3 min readNov 28, 2022

Data can no longer fit in memory on one machine (monolithic), so a new way of computing was devised using many computers to process the data (distributed). Such a group is called a cluster, which makes up server farms. All of these servers have to be coordinated in the following ways: partition data, coordinate computing tasks, handle fault tolerance/recovery and allocate capacity to process.

Hadoop is an open-source distributed processing framework that manages data processing and storage for big data applications running in clustered systems. It is comprised of 3 main components:
• Hadoop Distributed File System (HDFS): A distributed file system that provides high throughput access to application data by partitioning data across many machines
• YARN: A framework for job scheduling and cluster resource management (task coordination)
• MapReduce: YARN-based system for parallel processing of large data sets on multiple machines

HDFS

Each disk on a different machine in a cluster is comprised of 1 master node; the rest are data nodes. The master node manages the overall file system by storing the directory structure and metadata of the files. The data nodes physically store the data.
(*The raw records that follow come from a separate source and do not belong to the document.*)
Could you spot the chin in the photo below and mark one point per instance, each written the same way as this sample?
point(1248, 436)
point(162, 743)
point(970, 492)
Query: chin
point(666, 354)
Large files are broken up/distributed across multiple machines, which are replicated across 3 machines to provide fault tolerance.

MapReduce

Parallel programming paradigm which allows for processing of huge amounts of data by running processes on multiple machines. Defining a MapReduce job requires two stages: map and reduce.
• Map: operation to be performed in parallel on small portions of the dataset. the output is a key-value pair <K,V>
• Reduce: operation to combine the results of Map

YARN- Yet Another Resource Negotiator

Coordinates tasks running on the cluster and assign new nodes in case of failure. Comprised of 2 subcomponents: the resource manager and the node manager. The resource manager runs on a single master node and schedules tasks across nodes. The node manager runs on all other nodes and manages tasks on the individual node.

Hadoop Architecture

Hadoop Ecosystem

An entire ecosystem of tools has emerged around Hadoop, which are based on interacting with HDFS.

Hive: Data warehouse software built on top of Hadoop that facilitates reading, writing, and managing large datasets residing in distributed storage using SQL-like queries (HiveQL). Hive abstracts away underlying MapReduce jobs and returns HDFS in the form of tables (not HDFS).
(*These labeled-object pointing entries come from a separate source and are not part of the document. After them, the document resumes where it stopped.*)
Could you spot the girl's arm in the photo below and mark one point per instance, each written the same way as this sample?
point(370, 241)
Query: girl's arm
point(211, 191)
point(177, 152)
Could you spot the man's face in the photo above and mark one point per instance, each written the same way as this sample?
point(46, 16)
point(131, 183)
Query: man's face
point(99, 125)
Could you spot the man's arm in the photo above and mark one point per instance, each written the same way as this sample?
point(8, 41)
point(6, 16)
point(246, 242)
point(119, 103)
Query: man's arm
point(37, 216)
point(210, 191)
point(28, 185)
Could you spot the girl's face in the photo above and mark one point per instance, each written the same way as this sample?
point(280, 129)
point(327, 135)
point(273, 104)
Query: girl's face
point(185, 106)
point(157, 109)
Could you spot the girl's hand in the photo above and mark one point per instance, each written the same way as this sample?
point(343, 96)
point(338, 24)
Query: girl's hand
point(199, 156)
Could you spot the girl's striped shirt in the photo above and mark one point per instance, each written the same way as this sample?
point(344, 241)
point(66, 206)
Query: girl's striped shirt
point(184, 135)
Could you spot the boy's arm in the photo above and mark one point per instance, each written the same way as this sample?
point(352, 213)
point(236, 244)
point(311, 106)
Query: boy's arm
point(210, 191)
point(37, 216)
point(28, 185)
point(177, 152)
Pig: High-level scripting language (Pig Latin) that enables writing complex data transformations. It pulls unstructured/incomplete data from sources, cleans it, and places it in a database/data warehouse. Pig performs ETL in the data warehouse while Hive queries from the data warehouse to perform analysis (GCP: DataFlow).
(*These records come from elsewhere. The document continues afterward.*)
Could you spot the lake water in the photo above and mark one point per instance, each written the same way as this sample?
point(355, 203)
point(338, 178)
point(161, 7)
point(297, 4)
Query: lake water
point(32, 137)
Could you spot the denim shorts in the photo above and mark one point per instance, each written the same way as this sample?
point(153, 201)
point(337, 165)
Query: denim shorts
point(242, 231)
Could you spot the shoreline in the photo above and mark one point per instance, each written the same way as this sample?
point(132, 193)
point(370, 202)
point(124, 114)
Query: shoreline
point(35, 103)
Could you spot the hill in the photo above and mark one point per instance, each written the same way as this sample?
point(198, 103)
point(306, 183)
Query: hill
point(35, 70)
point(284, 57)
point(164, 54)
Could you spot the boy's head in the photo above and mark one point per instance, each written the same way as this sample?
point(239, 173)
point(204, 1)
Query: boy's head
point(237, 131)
Spark: Framework for writing fast, distributed programs for data processing and analysis. Spark solves similar problems as Hadoop MapReduce but with a fast in-memory approach. It is a unified engine that supports SQL queries, streaming data, machine learning, and graph processing. Can operate separately from Hadoop but integrates well with Hadoop. Data is processed using Resilient Distributed Datasets (RDDs), which are immutable, lazily evaluated, and tracks lineage.

Hbase: Non-relational, NoSQL, column-oriented database management system that runs on top of HDFS. Well suited for sparse data sets (GCP: BigTable)

Flink/Kafka: Stream processing framework. Batch streaming is for bounded, finite datasets, with periodic updates, and delayed processing. Stream processing is for unbounded datasets, with continuous updates, and immediate processing. Stream data and stream processing must be decoupled via a message queue. Can group streaming data (windows) using tumbling (non-overlapping time), sliding (overlapping time), or session (session gap) windows.

Beam: Programming model to define and execute data processing pipelines, including ETL, batch, and stream (continuous) processing. After building the pipeline, it is executed by one of Beam’s distributed processing backends (Apache Apex, Apache Flink, Apache Spark, and Google Cloud Dataflow). Modeled as a Directed Acyclic Graph (DAG).

Oozie: Workflow scheduler system to manage Hadoop jobs

Sqoop: Transferring framework to transfer large amounts of data into HDFS from relational databases (MySQL)